The two primers target complementary strands of the double-stranded DNA template, and at each cycle the number of DNA PCR amplification products (“amplicons”) effectively doubles. The chain lengths of the amplicons are determined by the spacing of the primer binding sites along the templates. Specificities of primer binding are determined by the strength of the base pairs formed between the primers and the nucleic acid templates, and primers can be designed to target any genomic interval. Thus, by a rapid in vitro reaction mimicking natural DNA replication, large amounts of DNA copies can be amplified from minute quantities (as little as one molecule) of original template nucleic acid. When the template is RNA, an initial primer extension step is performed by reverse transcriptase (RT) which makes a DNA copy of the RNA sequence. The basic conventional RT-PCR assay described above has been widely used with high proficiency within the GPLN to identify poliovirus isolates. Primer pairs have been prepared with varying specificities: panEntero (identifies all enteroviruses); panPolio (identifies all polioviruses); SeroPV1, SeroPV2, and SeroPV3 (identifies polioviruses by serotype); and Sab1, Sab2, Sab3 (identifies Sabin strains). Specific amplicons from each primer pair set had different chain lengths, and could easily be separated by gel electrophoresis and visualized.
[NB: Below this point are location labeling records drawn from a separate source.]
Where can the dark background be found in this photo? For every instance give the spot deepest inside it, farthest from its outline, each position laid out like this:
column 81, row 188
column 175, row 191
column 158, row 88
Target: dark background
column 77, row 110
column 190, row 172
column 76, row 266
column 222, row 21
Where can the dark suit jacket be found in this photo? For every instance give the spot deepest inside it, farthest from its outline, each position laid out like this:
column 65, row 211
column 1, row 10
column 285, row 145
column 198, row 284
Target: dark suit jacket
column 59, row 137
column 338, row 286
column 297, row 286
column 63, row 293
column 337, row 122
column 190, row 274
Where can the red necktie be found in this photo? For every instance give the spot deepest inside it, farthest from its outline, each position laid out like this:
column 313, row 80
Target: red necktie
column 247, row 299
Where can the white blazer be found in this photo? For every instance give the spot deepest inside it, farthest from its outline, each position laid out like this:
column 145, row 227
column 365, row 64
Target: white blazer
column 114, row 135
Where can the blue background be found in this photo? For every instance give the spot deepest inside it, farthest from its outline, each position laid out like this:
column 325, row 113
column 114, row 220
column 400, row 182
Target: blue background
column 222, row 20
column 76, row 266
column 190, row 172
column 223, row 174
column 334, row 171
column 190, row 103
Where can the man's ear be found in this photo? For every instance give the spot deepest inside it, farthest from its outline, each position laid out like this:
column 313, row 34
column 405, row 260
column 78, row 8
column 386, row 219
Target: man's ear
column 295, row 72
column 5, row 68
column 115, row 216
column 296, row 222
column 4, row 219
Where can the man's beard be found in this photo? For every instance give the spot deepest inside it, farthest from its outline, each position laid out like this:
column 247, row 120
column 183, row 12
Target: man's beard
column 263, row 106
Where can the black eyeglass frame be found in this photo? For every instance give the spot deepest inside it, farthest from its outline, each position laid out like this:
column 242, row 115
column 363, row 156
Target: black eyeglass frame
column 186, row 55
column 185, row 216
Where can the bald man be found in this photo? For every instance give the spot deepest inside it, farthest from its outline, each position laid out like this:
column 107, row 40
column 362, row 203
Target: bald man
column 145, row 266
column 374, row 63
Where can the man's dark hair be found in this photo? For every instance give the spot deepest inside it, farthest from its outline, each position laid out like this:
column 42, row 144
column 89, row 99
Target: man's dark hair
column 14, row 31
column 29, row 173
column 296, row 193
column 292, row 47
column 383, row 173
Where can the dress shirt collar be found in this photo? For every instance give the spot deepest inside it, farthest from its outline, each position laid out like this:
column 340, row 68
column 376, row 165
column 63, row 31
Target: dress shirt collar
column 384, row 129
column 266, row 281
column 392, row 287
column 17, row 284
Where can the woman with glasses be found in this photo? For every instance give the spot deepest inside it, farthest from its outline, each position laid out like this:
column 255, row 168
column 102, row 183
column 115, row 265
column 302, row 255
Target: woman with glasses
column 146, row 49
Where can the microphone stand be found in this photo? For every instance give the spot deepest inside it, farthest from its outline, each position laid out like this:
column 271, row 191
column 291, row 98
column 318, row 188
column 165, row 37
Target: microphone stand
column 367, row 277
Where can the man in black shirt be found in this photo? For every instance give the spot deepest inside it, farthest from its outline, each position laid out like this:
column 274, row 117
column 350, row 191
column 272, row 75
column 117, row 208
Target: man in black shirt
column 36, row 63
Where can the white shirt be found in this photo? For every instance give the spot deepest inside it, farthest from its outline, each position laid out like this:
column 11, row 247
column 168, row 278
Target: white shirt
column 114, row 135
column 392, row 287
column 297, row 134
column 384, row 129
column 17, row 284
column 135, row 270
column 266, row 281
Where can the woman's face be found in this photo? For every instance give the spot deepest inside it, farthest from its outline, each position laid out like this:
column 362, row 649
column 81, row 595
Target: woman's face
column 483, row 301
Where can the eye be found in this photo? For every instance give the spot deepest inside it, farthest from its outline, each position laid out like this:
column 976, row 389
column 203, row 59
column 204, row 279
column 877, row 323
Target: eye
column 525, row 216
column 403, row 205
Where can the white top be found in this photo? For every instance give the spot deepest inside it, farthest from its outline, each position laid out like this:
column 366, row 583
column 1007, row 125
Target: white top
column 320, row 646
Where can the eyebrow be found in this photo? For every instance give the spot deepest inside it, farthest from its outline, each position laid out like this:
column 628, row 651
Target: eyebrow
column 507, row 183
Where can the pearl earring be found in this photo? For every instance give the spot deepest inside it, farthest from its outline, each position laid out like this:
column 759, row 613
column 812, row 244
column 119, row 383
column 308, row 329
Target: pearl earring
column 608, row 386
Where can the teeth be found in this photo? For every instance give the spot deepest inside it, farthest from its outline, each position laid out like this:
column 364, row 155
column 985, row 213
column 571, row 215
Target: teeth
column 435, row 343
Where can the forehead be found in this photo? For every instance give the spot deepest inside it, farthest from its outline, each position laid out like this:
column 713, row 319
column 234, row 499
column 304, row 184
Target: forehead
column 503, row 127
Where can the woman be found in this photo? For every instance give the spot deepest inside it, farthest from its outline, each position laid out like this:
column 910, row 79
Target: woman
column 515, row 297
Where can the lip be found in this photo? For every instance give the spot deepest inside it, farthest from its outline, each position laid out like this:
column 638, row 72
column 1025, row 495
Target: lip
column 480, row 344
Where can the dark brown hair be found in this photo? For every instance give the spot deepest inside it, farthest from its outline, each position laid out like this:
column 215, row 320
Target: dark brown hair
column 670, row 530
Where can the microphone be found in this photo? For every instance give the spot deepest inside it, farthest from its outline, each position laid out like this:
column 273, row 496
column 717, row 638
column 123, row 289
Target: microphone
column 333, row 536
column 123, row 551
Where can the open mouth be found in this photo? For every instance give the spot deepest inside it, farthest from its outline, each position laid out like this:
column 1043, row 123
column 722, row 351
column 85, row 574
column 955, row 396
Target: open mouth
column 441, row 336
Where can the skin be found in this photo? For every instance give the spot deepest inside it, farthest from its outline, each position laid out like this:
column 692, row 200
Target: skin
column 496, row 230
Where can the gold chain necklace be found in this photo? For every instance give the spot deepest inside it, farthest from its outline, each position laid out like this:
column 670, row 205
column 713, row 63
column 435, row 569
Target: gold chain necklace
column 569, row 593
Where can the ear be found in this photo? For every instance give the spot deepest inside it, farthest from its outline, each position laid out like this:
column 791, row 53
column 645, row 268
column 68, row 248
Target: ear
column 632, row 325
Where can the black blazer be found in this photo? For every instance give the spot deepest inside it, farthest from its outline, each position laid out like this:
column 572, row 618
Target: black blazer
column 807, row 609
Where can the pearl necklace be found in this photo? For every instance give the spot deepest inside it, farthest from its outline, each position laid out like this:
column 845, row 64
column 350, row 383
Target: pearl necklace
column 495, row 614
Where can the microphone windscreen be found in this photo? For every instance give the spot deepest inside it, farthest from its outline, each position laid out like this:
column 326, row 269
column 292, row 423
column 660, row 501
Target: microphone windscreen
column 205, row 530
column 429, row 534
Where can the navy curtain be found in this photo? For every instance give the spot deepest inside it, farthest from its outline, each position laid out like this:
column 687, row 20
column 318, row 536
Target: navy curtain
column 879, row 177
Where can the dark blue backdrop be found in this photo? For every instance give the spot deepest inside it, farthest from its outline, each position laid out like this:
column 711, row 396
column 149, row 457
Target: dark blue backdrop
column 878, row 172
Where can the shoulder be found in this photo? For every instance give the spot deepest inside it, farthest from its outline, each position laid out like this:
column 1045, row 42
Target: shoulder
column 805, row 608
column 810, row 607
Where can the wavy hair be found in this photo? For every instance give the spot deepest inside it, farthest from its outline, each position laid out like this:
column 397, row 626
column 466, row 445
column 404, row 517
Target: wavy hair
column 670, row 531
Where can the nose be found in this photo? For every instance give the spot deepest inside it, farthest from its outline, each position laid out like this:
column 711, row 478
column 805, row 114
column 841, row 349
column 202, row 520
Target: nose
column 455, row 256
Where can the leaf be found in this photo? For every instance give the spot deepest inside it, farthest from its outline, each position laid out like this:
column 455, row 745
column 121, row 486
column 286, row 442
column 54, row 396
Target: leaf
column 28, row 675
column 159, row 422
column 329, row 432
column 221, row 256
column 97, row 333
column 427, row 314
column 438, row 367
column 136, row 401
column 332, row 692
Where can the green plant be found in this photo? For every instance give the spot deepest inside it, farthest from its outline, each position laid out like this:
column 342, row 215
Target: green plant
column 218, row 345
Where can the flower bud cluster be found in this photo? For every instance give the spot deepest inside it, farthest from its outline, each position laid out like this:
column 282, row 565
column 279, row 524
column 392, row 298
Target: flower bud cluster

The original conventional RT-PCR assays to the “real-time” format, whereby the PCR reaction is continuously monitored by special thermal cycling instruments equipped with multichannel fluorescence detectors. In the RT-PCR format, a specific “probe” is included in the reaction, along with the primers. The probe is another short synthetic DNA chain that can form specific stable base pairs with the amplicon. The target sequences on the template for the probe are flanked by the target sequences for the “forward” and “reverse” primers. The probe contains a chemical “fluorophore” (fluoresces when excited by input light) at one (5’) end and a chemical “quencher” (absorbs [“quenches”] the fluorescent light from the fluorophore) at the opposite (3’) end. In rRT-PCR, extension from the primer of the DNA copy along the template causes displacement of the probe from the template and probe degradation. Probe degradation causes the fluorophore and quencher to separate (“uncouple”), so that the fluorescent light emitted by the fluorophore is no longer quenched. At each rRT-PCR cycle, the amount of fluorescent light emitted effectively doubles until the reaction reaches a plateau.

The rRT-PCR format has been field-tested in four GPLN laboratories (CDC-Atlanta, NIH-Islamabad, ERC-Mumbai, NICD Johannesburg) and is poised for wider application within the GPLN.